ReducedLUT: Table Decomposition with "Don't Care" Conditions
Oliver Cassidy, Marta Andronic, Samuel Coward, George A. Constantinides
TL;DR
The paper tackles the challenge of compressing irregular LUT-based neural networks by introducing ReducedLUT, which injects don't-care conditions into L-LUT entries to boost self-similarity and enable more aggressive decomposition. Building on CompressedLUT, ReducedLUT uses a don’t-care based search, a similarity-driven L-LUT compression, and an exiguity constraint to minimize the number of unique sub-tables. Empirical results on NeuraLUT-based networks show up to 39% reductions in P-LUT utilization with minimal accuracy loss, outperforming baseline methods across multiple benchmarks. The work broadens the applicability of LUT compression to irregular DNN LUTs and offers an open-source toolflow for hardware-efficient NN inference on FPGAs.
Abstract
Lookup tables (LUTs) are frequently used to efficiently store arrays of precomputed values for complex mathematical computations. When used in the context of neural networks, these functions exhibit a lack of recognizable patterns which presents an unusual challenge for conventional logic synthesis techniques. Several approaches are known to break down a single large lookup table into multiple smaller ones that can be recombined.
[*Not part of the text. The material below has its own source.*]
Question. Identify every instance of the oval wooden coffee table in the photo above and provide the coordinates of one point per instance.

Traditional methods, such as plain tabulation, piecewise linear approximation, and multipartite table methods, often yield inefficient hardware solutions when applied to LUT-based NNs. This paper introduces ReducedLUT, a novel method to reduce the footprint of the LUTs by injecting don't cares into the compression process. This additional freedom introduces more self-similarities which can be exploited using known decomposition techniques. We then demonstrate a particular application to machine learning; by replacing unobserved patterns within the training data of neural network models with don't cares, we enable greater compression with minimal model accuracy degradation. In practice, we achieve up to $1.63\times$ reduction in Physical LUT utilization, with a test accuracy drop of no more than $0.01$ accuracy points.